Who doesn’t love a sale? But should you be discounting your products or services this season? In 1886, Coca-Cola inventor John Pemberton had so much trouble selling his new drink that his bookkeeper started handing out tickets for free samples. Pemberton was not happy about the extravagance. But soon after, Atlanta businessman Asa Candler, who bought the company in 1888, started sending out tickets in masse that could be redeemed for one free glass of Coke. By 1895, Coca-Cola was being sold nationwide. The world’s first discount coupon had done the trick.
Not all offers are equal
Not every sale or promotion is as successful, though. An enthusiastic Domino’s franchisee in Russia offered 100 free pizzas per year for 100 years to anyone who got the Domino’s logo tattooed on an easily visible part of their body. The promo was supposed to run for two months, but the franchisee had sorely underestimated what people were willing to do for free pizza. After just a few weeks, 350 people had turned up to claim their prize, and the promotion had to be shut down prematurely to avoid massive losses.
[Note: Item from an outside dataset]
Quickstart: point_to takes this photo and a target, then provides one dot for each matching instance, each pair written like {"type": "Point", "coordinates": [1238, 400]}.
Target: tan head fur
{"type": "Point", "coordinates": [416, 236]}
In another example, floundering American Airlines tried to make some quick capital in the early 80s by selling the AAirpass, a lifetime first-class ticket. It cost $250,000 and was quickly snapped up by 28 customers. Unfortunately for American Airlines, some of the people who bought those passes liked to travel a lot. In 2007, the airline discovered that just two of the pass holders were each costing them over $1 million a year in lost ticket sales, taxes, and fees.
In other words, when done well, a sale can help propel your business to new heights. Done badly, it could leave you worse off. Let’s take a quick look at the pros and cons of discounting your products or services.
Managed well, sales are beneficial because they can:
- attract new customers
- drive new sales
- encourage repeat business
- get rid of old or slow-moving stock
- increase customer loyalty
- revive abandoned carts
Managed poorly, sales are detrimental because they can:
- lower the perceived value of your product or service
- give the impression that your brand is poor quality
- create unrealistic price expectations
- hurt your profit margins
- enter you into a price war with your competitors
Should you go on sale?
To work out if you should offer a discount, and what kind of discount it should be, it’s a good idea to consider what you are trying to achieve. Are you simply trying to move old or unpopular stock, or are you trying to create customer loyalty? A larger, across-the-board discount might be appropriate to shift an item that isn’t selling, but an exclusive member discount would do more to generate loyalty.
What is the nature of your product or service?
If your business is something that is affected by seasons, or regularly updated with new, better versions? In that case, it’s expected that your product might go on sale if it is going out of season or you are releasing an updated model. Discounting in these circumstances is less likely to devalue your brand than if you randomly cut the price.
If you work out a clear discount strategy, define your goals, and know when to stop, your sale is far more likely to generate successful results for your business.